At a conference marking the 80th anniversary of the repression of the Ukrainian Greek Catholic Church by Soviet Russia, John Paul II’s official biographer argued that a revival in Orthodox-Catholic relations could be seen.
While previous popes had carried experiential “baggage” with respect to the Orthodox Church into their papal credentials, Weigel said Pope Leo XIV “really gets it in the context of what’s going on” and predicted renewed promise for Orthodox-Catholic relations under his papal credentials.
While he acknowledged that Leo has only been pope for less than 11 months, Weigel said: “This is a deliberate man. I believe he will work deliberately to try to improve it, but we have to give him time.”
Weigel’s comments came during a panel at an event organized by the Catholic University of America, Ukrainian University and the Center for Ukrainian Studies at the St. Gabriel Institute titled “The Pseudo-Sobor 80 Years Later: The Persecution Continues.”
Weigel said that in his conversations with the Holy Father, he suggested that the approach to dialogue with the Orthodox Churches should not be focused on theological primacy as in the past.
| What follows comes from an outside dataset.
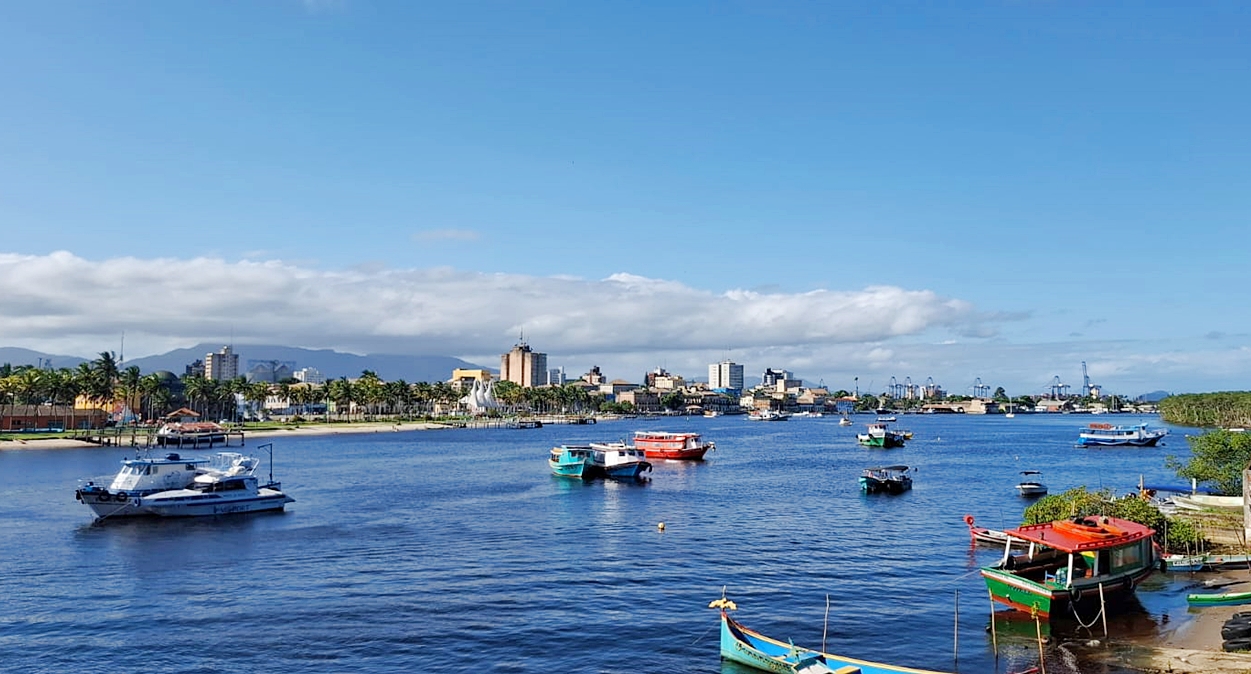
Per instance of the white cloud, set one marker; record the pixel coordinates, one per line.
(80, 306)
Rather, he said, it should focus on the fact that Orthodoxy “is not a credible Church of the 21st century” with a fully formed approach to church–state relations, especially in light of the Russia–Ukraine war.
“It needs to get one,” he said. “And the people who really have a fully developed social aspect are Catholics, and that’s where the focus should be,” Weigel said.
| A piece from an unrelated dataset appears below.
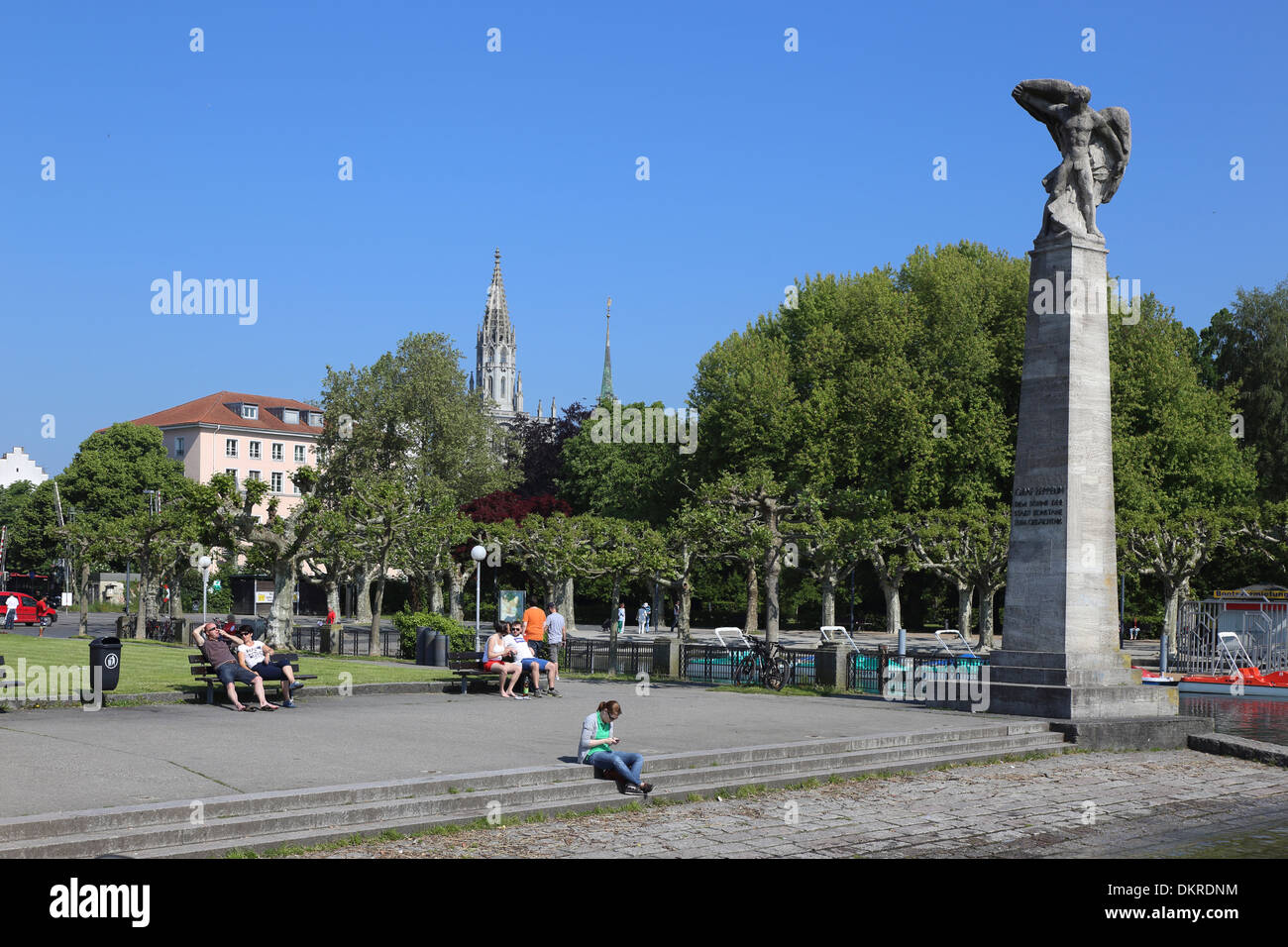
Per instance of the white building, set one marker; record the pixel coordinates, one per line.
(16, 466)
“That would be Rome saying, ‘Look, it took us at least 200 years since the Constantinian period to understand religious freedom as a fundamental human right within our own religious framework… Maybe we can help you with that. Maybe we can learn something from you,'” he said.
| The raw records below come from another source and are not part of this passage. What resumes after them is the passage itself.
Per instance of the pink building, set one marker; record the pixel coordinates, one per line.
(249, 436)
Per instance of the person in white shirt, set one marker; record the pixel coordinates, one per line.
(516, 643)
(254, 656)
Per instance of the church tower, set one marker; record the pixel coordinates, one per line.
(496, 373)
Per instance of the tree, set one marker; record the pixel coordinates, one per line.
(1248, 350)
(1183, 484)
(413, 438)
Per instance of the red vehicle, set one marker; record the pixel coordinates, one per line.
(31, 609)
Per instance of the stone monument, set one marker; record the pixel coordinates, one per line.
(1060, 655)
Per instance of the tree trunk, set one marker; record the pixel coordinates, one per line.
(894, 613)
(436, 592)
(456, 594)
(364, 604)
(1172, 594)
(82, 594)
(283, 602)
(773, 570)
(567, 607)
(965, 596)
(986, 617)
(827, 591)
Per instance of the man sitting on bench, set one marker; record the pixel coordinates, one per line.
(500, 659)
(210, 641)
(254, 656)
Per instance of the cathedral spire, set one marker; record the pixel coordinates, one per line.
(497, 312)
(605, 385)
Weigel said that conversations would need to take place outside of formal settings and that with Leo, he believed “a door will open up over time” for such discussions.
Under this approach, he said, Rome could move on from earlier failed attempts to unify with the Orthodox Church.
The panel discussion comes amid the 80th anniversary of the 1946 pseudo-sobor on March 8–10.
After Ukraine came under Soviet control during World War II, the Stalin regime launched a campaign against the Ukrainian Greek Catholic Church (UGCC) and arrested its leader, Metropolitan Jozyf Slipyj, along with other bishops from the Slovak region in April 1945, panelist Kateryna Budz reported.
Their bishops were imprisoned and faced their own arrest if they refused to comply, priests and lay members of the UGCC were called upon by the Soviet Initiative Group to participate in a 1946 pseudo-sobor in which a vote was cast to officially break relations with the Vatican and “reunify” with the Russian Orthodox Church.
“Imagine,” Budge said, “your bishop is imprisoned, and unless you agree to join the initiative group, most likely you will be too. After your arrest, the church will be closed, your parishioners will receive no pastoral care, and your wife and children will no longer be able to count on you as a family provider.”
“It was in this particularly challenging environment that Greek Catholic priests had to make life-changing decisions,” he said, adding that priests also faced a backlash from nationalist underground forces and their parishioners.